10/16/2006
HUBRIS: The Reviews Are In
HUBRIS: The Reviews Are In
Yesterday, both The New York Times Book Review and The Washington Post Book World weighed in on Hubris: The Inside Story, of Spin, Scandal, and the Selling of the Iraq War--and did so in positive fashion. Here are some excerpts.
The Post review by Martin Kettle, a former U.S. bureau chief of the Guardian newspaper (and a fellow I don't know), wrote:
There have been many books about the Iraq war, and there will be many others before we are through. This one, however, pulls together with unusually shocking clarity the multiple failures of process and statecraft that led so many people to persuade themselves that the evidence pointed to an active Iraqi program to develop weapons of mass destruction and that it was in the interests of the United States to overthrow Saddam Hussein.
This is seemingly an eternal theme. The deeper we are drawn into Isikoff and Corn's account, the more we enter March of Folly territory. When the late Barbara W. Tuchman published her masterly 1984 account of the ruinous policies that governments have pursued through the ages, she ranged across a canvas stretching from the Trojan war to Vietnam.
To qualify as folly, Tuchman wrote, a policy must meet three criteria: It must have been seen at the time as counterproductive; a feasible alternative course of action must have been available; and the policy must have been that of a group of people, not merely a single tyrant or ruler. If ever a policy qualifies on all counts, it was the U.S.-imposed regime change in Iraq. Isikoff and Corn are reporters (for Newsweek and the Nation, respectively), not historians, but they still compel the reader to confront a further, essential dimension of folly's march.

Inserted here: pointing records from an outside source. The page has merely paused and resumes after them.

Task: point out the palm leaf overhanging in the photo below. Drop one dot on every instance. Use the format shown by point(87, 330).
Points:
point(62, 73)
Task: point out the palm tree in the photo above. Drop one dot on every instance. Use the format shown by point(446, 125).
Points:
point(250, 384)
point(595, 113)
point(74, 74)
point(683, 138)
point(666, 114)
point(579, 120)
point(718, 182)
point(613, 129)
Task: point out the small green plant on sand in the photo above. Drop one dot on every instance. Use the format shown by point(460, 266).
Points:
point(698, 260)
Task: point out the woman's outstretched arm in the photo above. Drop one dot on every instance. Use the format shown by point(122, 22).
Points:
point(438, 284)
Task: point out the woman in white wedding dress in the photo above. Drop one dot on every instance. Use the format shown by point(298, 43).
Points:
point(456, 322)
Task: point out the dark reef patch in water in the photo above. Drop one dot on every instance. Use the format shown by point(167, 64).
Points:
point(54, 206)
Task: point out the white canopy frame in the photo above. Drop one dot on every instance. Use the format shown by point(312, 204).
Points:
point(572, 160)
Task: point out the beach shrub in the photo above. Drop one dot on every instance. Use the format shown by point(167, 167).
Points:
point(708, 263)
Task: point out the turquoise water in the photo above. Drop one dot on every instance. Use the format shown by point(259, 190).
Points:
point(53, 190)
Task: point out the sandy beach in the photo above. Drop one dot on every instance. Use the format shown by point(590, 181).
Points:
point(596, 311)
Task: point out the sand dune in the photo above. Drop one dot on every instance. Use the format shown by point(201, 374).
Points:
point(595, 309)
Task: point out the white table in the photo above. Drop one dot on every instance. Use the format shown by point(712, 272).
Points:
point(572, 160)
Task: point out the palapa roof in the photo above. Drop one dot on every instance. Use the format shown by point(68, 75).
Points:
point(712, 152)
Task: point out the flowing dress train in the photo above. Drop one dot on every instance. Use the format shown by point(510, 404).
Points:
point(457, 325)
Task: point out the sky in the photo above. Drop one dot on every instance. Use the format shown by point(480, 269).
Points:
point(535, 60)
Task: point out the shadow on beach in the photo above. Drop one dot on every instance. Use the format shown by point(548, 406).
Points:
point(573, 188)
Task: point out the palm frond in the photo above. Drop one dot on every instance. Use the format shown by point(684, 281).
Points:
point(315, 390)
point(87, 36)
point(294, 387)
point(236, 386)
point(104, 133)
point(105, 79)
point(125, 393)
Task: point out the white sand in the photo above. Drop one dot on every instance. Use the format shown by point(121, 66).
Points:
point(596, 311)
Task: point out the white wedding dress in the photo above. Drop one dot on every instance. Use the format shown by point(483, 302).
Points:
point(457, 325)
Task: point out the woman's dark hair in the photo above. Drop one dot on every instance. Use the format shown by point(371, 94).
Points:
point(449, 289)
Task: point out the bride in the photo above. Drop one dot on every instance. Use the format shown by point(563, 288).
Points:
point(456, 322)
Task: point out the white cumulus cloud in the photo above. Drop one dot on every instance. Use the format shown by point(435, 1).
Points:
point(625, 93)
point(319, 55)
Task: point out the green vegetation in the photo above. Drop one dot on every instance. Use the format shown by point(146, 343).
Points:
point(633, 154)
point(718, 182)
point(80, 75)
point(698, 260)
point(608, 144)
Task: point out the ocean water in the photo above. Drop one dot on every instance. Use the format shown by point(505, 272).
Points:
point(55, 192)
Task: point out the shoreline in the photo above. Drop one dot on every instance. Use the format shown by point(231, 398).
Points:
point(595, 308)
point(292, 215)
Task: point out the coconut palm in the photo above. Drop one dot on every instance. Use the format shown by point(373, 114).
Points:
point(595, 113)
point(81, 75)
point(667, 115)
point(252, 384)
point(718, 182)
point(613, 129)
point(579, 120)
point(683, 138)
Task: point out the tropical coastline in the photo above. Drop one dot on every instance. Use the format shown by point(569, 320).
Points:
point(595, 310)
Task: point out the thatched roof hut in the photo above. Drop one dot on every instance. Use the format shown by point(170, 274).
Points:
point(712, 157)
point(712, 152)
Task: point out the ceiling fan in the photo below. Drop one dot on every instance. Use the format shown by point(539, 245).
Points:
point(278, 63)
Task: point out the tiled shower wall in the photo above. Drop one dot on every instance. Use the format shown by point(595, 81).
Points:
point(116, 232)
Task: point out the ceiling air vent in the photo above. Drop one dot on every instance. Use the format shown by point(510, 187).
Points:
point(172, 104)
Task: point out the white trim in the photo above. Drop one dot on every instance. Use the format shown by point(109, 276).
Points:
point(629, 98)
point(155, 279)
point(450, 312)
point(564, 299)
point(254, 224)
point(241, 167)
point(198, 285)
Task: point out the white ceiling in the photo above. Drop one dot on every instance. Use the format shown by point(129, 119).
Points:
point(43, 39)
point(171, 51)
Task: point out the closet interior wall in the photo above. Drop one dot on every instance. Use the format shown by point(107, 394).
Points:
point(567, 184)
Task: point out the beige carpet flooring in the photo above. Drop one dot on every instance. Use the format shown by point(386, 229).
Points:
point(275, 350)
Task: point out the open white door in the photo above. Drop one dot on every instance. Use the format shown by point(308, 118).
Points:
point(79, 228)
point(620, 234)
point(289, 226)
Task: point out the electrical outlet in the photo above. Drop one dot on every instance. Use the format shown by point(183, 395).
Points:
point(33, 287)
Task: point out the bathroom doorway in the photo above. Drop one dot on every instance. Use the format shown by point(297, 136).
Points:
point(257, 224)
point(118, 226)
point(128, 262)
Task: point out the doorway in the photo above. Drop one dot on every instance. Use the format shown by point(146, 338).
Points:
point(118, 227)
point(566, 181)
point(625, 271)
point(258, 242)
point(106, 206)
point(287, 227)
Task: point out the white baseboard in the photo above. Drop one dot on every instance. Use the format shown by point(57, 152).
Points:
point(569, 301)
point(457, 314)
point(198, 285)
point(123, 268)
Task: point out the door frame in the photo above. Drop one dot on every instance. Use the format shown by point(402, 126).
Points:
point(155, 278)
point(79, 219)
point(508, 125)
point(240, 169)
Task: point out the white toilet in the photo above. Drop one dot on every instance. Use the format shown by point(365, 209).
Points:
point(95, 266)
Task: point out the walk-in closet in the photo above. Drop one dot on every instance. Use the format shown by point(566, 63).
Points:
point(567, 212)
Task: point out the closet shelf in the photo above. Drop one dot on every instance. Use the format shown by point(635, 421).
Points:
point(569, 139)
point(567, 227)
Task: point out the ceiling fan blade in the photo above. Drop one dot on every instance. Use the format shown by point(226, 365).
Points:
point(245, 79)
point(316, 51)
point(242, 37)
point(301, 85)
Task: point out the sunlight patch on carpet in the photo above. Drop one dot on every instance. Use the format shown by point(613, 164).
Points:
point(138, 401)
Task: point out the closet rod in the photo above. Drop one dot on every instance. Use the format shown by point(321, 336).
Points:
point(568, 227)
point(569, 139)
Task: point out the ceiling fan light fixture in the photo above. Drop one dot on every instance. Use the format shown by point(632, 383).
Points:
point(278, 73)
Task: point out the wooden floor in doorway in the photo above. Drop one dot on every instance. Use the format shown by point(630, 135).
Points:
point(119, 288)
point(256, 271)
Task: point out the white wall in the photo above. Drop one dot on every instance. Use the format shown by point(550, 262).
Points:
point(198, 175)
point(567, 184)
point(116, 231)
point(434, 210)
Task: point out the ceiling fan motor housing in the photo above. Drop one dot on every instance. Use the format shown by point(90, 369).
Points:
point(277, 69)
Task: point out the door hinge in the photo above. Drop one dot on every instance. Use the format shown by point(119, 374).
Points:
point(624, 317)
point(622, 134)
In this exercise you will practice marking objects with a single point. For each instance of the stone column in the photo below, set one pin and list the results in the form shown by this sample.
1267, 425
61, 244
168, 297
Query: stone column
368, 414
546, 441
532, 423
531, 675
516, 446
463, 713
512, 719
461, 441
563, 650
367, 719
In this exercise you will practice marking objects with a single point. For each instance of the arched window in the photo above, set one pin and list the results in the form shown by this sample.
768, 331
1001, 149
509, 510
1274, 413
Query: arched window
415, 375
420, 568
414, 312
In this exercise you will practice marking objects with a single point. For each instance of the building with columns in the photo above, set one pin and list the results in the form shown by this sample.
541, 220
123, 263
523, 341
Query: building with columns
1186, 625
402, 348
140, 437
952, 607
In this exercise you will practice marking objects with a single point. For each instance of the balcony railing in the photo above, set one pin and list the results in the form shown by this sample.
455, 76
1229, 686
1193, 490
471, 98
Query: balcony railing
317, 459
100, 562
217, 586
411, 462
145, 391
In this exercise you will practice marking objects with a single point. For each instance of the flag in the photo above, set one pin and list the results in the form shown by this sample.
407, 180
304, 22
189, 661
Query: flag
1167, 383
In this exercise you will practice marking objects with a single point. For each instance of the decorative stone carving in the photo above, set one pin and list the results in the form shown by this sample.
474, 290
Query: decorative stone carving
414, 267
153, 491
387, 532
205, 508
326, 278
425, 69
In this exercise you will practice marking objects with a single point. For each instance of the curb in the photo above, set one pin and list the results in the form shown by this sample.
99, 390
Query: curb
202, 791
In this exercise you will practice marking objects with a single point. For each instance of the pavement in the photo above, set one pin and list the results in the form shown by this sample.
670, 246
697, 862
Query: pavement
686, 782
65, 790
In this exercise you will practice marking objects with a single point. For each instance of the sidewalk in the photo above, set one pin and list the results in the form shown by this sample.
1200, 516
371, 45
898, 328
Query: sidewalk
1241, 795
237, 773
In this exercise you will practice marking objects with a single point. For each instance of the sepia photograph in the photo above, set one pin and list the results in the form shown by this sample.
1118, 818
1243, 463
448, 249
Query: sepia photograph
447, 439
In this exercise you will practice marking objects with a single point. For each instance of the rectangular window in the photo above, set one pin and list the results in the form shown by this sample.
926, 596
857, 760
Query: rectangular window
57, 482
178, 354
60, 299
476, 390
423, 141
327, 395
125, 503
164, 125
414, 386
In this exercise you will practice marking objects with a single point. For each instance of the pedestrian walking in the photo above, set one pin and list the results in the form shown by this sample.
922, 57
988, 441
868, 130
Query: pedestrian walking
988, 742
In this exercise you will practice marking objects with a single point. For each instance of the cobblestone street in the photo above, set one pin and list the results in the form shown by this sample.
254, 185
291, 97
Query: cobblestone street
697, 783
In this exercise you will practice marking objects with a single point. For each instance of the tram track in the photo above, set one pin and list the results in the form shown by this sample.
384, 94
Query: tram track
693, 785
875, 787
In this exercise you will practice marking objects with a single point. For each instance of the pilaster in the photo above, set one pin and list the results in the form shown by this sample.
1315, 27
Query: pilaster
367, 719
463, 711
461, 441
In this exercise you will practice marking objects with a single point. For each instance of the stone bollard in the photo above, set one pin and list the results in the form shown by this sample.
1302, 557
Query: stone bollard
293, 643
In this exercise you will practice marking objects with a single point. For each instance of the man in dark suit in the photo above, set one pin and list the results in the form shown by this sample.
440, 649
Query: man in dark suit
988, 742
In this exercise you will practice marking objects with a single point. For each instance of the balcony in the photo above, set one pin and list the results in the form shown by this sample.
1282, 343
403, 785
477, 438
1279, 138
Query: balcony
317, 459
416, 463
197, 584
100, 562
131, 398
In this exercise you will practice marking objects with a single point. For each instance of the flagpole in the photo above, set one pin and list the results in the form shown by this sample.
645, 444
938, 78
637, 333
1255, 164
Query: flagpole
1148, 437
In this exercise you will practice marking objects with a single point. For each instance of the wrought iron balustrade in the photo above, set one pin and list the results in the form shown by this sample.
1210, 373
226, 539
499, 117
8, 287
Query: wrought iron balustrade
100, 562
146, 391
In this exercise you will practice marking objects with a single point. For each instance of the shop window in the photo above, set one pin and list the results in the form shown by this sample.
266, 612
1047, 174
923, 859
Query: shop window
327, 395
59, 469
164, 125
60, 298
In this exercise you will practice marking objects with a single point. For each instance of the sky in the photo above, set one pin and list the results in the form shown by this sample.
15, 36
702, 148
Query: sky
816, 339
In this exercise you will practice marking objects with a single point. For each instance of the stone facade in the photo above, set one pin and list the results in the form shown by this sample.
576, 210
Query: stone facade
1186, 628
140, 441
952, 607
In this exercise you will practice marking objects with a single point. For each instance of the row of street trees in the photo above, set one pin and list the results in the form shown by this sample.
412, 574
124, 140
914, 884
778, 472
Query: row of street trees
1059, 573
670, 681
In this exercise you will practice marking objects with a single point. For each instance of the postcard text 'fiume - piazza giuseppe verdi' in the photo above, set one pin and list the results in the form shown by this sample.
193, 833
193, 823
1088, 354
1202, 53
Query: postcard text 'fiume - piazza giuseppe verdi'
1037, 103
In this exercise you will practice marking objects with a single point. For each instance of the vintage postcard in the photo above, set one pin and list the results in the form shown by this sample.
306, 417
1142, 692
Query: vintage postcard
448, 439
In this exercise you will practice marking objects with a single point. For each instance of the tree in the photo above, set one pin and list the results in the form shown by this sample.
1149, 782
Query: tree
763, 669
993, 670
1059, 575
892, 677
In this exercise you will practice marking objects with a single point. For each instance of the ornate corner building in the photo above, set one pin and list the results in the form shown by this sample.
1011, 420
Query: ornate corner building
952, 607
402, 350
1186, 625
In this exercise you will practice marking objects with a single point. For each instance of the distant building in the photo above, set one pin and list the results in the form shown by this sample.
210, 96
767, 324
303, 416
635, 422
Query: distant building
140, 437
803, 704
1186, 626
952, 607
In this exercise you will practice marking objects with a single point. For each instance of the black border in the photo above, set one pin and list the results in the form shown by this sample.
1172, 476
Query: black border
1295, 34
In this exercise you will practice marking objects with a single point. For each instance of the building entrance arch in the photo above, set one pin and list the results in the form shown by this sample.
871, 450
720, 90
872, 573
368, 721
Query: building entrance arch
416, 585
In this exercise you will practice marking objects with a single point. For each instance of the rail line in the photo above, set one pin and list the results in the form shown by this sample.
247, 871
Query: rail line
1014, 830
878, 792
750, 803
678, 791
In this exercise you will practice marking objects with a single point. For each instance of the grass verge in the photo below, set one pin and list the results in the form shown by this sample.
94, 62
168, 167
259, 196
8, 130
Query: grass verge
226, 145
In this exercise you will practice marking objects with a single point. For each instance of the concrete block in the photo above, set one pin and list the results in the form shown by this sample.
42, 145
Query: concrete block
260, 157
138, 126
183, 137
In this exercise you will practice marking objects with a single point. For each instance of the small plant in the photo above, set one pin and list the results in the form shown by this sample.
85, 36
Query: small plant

In each case -- the Niger uranium papers, the mobile labs, the aluminum tubes, the Atta-Iraq link -- there were people up and down the policy chain, including some at the very top, who either knew at the time or should have known that the claims were false or unreliable.
Many critics of the Iraq War have highlighted the ideological drive behind the invasion. Fewer have grappled with the more complex question of why it was impossible for skeptics, doubters and more scrupulous analysts to stop it. Isikoff and Corn enable us to understand better how this devastating policy tragedy played out. But as Coleridge once observed, the light of experience is but a lantern on the stern, illuminating only the waters through which we have passed. Sadly, Isikoff and Corn can't tell the next generation how to avoid such tragedies.
Sorry, we couldn't tell folks how to do so. But being compared to Tuchman's March of Folly is quite an honor.
In The New York Times, Jacob Heilbrunn, who is writing a book on the neocons and whom I also don't know, noted,
In "Hubris," Michael Isikoff and David Corn chronicle the Bush administration's delusional march to war. Though there has been a deluge of works denouncing the follies of the military and the administration, Isikoff and Corn cover somewhat different terrain. They offer the most comprehensive account of the White House's political machinations, aimed at convincing Congress and the public that Iraq posed a dire threat...The authors, who have interviewed key politicians and government officials, supply a lot of new information. They show that in many ways the administration became the dupe of its own propaganda.
Heilbrunn says "the book makes for fascinating reading." But he slaps us for an "obsessive focus on Judith Miller and The New York Times, as well as on the story of Joseph Wilson, Valerie Plame and Cheney's former chief of staff, I. Lewis Libby." But more than one friend has quipped that being criticized in the Times for criticizing the Times is not all that bad. In any event, check out the full reviews yourself and--if you haven't already--please buy the book and enjoy what I hear is a "fascinating read" of "shocking clarity."